# Neue Boxen. Empfehlung?



## Avariel (19. März 2002)

Hallo zusammen,

ich hab mir vor kurzem nen neuen PC gekauft, ne ordendliche Soundkarte inklusive. Dummerweise hab ich immernoch meine alten Billig-PC-Speaker, was die Soundkarte schon etwas deklassiert.

Da ich jetzt wieder zu Geld gekommen bin  , will ich mir jetzt auch noch ein paar Lautsprecher kaufen, die ordendlich krachen.
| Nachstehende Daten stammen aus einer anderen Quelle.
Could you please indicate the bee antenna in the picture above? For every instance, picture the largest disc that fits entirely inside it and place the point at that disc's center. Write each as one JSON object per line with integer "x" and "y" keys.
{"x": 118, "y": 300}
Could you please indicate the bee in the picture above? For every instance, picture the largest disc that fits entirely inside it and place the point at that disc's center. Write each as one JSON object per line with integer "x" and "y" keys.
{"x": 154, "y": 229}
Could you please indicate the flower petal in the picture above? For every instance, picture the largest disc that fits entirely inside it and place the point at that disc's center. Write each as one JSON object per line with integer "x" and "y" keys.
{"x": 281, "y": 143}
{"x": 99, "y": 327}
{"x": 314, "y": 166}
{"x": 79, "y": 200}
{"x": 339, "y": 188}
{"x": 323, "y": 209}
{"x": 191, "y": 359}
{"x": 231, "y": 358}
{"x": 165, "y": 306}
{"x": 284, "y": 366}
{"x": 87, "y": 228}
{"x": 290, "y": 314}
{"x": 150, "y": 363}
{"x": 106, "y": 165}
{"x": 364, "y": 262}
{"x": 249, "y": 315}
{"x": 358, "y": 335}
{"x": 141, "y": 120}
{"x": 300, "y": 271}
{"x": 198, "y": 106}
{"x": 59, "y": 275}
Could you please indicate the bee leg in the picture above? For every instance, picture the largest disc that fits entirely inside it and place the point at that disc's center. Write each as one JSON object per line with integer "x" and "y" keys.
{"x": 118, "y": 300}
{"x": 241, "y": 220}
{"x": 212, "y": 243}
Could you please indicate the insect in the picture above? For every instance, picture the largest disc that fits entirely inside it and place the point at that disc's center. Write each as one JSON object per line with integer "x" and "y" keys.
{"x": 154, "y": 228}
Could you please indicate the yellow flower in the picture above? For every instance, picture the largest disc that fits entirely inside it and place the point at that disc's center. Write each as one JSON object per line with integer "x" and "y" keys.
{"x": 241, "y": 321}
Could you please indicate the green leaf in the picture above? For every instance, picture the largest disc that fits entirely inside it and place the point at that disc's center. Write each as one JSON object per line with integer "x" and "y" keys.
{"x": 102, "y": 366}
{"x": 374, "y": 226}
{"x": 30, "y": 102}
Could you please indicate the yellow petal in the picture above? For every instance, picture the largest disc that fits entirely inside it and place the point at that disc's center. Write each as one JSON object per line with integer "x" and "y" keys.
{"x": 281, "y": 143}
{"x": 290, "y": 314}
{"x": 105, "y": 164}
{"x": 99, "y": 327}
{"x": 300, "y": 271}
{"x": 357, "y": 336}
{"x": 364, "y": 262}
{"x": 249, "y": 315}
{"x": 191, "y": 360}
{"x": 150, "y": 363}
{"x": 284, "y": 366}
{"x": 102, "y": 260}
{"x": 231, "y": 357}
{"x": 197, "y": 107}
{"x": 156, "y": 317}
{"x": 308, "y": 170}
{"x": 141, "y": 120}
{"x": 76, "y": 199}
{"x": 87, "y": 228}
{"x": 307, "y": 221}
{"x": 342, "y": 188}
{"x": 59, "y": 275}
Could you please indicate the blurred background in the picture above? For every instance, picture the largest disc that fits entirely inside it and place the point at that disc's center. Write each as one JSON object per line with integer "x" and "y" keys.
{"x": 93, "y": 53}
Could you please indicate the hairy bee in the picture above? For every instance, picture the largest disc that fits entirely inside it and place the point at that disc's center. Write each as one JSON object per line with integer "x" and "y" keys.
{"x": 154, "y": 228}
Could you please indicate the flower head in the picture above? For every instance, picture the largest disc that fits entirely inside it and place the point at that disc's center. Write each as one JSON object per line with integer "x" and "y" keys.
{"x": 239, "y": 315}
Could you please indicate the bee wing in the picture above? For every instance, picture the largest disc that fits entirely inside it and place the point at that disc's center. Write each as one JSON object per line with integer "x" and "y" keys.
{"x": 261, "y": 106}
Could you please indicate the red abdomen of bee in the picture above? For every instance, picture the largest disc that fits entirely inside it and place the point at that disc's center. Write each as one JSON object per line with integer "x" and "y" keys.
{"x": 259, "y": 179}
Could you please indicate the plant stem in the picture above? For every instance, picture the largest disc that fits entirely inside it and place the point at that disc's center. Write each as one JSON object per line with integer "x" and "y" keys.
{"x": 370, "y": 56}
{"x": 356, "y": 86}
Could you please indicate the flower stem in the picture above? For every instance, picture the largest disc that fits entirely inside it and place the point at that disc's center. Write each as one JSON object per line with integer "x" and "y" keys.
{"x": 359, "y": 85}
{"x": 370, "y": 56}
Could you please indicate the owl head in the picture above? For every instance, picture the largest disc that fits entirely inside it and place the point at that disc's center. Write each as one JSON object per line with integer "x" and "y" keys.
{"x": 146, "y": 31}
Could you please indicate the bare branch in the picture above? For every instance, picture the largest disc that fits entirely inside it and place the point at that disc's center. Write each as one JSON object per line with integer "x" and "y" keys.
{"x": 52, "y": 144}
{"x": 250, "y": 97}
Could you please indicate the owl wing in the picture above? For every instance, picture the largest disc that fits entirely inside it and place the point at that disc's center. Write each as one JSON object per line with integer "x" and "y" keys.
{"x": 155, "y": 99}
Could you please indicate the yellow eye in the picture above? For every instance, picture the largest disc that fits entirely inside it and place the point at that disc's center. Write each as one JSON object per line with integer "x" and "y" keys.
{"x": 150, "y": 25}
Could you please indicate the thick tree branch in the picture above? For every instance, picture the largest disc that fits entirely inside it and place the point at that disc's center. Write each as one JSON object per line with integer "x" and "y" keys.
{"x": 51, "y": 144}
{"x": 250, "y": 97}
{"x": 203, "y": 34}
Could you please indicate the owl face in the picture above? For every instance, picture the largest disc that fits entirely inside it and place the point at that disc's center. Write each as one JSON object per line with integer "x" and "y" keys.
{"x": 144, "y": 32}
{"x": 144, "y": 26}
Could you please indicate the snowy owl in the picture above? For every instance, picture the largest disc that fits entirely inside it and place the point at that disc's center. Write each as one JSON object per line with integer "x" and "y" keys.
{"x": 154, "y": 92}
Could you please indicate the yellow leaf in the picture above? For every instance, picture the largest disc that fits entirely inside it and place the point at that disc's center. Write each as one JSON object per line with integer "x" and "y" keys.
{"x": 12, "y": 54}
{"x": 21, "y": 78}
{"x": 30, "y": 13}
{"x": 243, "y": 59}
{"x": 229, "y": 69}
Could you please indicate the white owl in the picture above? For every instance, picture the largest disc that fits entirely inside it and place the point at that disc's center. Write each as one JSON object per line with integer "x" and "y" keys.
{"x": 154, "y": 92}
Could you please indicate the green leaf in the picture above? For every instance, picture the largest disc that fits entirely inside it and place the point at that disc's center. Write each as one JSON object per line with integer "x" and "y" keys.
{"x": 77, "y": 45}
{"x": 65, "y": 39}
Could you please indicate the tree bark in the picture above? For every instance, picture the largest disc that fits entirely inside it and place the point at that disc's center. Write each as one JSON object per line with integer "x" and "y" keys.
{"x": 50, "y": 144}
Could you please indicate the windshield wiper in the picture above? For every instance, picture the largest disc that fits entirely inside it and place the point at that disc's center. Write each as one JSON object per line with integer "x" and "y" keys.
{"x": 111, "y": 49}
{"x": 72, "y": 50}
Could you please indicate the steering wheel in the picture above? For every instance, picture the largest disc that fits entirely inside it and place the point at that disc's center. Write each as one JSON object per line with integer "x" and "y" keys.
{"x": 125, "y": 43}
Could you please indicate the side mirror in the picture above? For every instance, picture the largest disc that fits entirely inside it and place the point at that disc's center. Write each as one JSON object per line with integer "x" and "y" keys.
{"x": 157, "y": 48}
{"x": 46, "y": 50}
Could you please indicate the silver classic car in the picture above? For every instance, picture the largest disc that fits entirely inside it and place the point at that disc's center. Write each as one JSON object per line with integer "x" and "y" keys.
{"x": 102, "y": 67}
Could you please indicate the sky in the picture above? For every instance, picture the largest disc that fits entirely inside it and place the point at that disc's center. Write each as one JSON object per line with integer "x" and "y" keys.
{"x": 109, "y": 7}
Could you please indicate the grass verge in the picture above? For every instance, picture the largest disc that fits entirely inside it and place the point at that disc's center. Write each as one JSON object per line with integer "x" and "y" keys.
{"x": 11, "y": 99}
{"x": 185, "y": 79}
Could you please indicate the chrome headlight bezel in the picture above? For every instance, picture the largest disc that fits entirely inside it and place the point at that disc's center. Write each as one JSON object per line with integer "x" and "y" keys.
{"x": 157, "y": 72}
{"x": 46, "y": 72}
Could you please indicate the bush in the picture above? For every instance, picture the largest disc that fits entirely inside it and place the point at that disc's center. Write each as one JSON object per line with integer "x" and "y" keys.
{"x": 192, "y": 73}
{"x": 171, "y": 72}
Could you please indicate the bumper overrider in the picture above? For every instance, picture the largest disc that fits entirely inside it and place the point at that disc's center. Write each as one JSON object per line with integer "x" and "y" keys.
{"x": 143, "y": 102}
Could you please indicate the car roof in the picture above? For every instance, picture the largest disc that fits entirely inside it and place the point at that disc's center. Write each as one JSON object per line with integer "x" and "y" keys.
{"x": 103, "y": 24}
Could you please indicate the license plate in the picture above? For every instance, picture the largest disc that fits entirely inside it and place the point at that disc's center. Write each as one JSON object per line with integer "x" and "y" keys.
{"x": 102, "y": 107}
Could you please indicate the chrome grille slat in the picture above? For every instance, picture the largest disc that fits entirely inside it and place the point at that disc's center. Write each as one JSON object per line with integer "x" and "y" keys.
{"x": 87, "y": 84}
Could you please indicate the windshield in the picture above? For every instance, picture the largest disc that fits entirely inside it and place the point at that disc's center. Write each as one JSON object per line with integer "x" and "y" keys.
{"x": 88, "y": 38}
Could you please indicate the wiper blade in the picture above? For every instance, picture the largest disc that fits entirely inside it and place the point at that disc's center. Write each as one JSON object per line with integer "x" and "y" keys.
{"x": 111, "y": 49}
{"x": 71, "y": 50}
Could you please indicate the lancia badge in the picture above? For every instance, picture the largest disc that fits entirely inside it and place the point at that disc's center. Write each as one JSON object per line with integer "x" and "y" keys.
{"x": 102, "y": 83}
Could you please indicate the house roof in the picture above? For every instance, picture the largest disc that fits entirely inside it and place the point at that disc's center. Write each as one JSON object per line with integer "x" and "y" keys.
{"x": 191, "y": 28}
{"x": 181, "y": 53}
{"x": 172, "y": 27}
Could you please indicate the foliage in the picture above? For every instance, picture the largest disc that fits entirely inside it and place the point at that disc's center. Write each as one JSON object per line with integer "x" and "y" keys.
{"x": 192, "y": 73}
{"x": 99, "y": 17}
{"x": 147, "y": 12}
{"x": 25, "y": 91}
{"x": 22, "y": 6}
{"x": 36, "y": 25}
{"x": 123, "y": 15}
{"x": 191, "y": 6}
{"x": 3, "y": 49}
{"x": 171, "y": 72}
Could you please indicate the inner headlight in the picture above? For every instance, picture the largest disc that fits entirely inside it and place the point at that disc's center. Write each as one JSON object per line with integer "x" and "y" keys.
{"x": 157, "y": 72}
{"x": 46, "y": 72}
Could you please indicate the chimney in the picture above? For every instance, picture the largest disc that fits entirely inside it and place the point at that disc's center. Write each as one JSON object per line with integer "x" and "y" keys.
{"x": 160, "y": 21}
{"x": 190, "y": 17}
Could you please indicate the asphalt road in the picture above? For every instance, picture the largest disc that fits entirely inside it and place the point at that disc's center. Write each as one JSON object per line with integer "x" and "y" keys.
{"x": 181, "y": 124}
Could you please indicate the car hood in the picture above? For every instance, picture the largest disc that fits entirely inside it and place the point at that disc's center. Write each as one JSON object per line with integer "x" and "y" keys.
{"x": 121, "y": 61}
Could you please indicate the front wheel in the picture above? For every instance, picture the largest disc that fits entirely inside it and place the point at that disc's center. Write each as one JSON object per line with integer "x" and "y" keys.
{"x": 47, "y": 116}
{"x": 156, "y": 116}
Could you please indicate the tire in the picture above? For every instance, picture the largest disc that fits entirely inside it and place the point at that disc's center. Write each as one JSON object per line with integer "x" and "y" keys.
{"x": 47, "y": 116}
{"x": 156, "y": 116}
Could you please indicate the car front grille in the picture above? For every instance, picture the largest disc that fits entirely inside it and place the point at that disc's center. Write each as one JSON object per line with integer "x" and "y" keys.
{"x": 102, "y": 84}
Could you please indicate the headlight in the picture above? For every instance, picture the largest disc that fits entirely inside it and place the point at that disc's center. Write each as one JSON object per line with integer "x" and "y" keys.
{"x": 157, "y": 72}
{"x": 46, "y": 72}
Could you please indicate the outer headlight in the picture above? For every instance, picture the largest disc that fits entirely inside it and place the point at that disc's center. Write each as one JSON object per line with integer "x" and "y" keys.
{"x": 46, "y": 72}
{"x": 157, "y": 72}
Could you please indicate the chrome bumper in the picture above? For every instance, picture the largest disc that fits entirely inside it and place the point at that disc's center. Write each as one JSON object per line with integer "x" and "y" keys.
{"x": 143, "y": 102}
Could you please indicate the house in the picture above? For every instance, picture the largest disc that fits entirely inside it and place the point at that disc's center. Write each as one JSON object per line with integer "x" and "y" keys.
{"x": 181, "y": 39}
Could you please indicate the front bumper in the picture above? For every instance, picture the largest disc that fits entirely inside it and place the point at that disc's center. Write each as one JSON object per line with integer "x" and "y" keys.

Könnt ihr mir was empfehlen? Ich hab so an die Preisklasse zwischen 50 und 100 € gedacht...

Thx
Avariel


----------



## BubiBohnensack (19. März 2002)

Naja, für Spiele und normale Anwendungen düften Boxen bis 100€ reichen (dann aber bitte nur Stereo + Subwoofer; kein Surround oder ähnliches!).
Ich selber arbeite viel mit Musikprogrammen und höre auch gerne Musik und gute Filme. Deswegen hab ich mir für 1000€ ein Surroundset von JBL gekauft. Das ist dann in kleinen Räumen (bis 15qm) nicht vom Kino zu unterscheiden. Das sind 5 Boxen + 1Sub.)
Es kommt also ganz auf den Anwendungszweck an. Ich kann generell im *lowprice* - Segment Yamaha als Hersteller empfehlen. Die haben 2 oder 3 Lautsprechersysteme mit Sub im Angebot.
Kauf dir aber unter 200€ auf keinen Fall Surroundsound. Dann sind nähmlich bei echtem Surround 3 Lautsprecher mehr, die bezahlt werden müssen. Heisst: Alle haben dann eine schlechter Qualität.
100€ verteilt auf 6 Boxen statt auf 3!!!


----------